New sensory video content for babies

Baby sensory videos owe their ascent, in part, to a change YouTube and Spotify made to their ranking algorithms which prioritizes the watch duration as a proxy for engagement, rather than just looking at likes and clicks. This gave an advantage to content where users typically press “play” and let the video play continuously without pausing or skipping forward.

This algorithm change also played a role in the ascent of lo-fi music, but the dynamics of baby sensory videos magnify the impact. With most other YouTube videos, the person who selects the video and the person who watches the video are the same. With baby sensory videos though, not only are they different, but the person watching the video – the baby – isn’t even able to pause or fast forward. This means that, in the eyes of YouTube’s engagement and ranking algorithm, a single view by a baby is worth more than one by an adult.

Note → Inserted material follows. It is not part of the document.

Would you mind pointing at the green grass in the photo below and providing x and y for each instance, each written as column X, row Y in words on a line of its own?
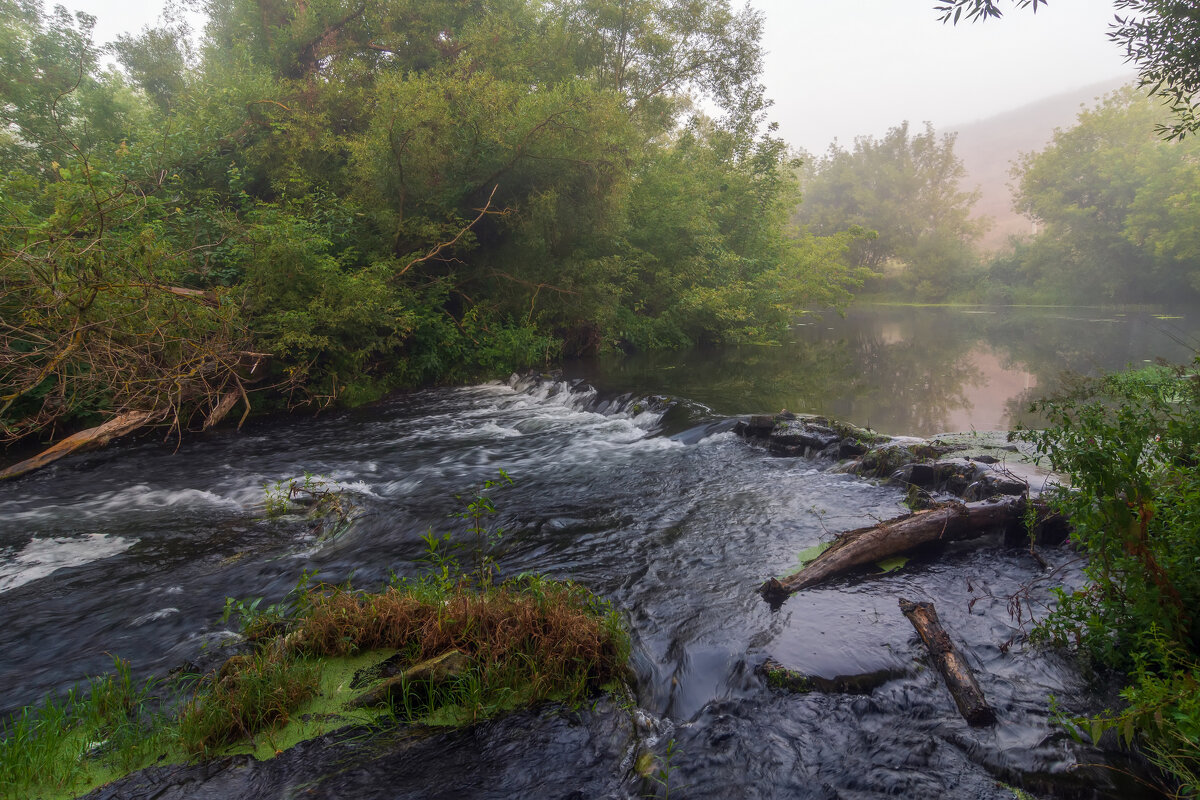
column 527, row 641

The importance of educational and sensory videos

Screen time is an effective way to keep kids distracted for short periods of time, so parents often turn to YouTube for emergency entertainment. This demand, coupled with parenting guilt over mindless screentime, has led to interest in videos that offer some kinds of stimulating or educational elements. While it’s relatively easy to find videos for kids who are old enough to talk or count, it’s historically been harder to find videos for babies. This has created a market for baby sensory videos, which use soothing music and brightly-colored shapes against dark backgrounds to keep small children occupied without worrying parents about what they’ll see.

Sensory videos are related to the ASMR video trend, which targets adults with videos that include soothing and repetitive sounds. The availability of royalty-free music, and the ease of creating repetitive animations with simple shapes and bright colors, means it’s relatively easy to produce videos in this format.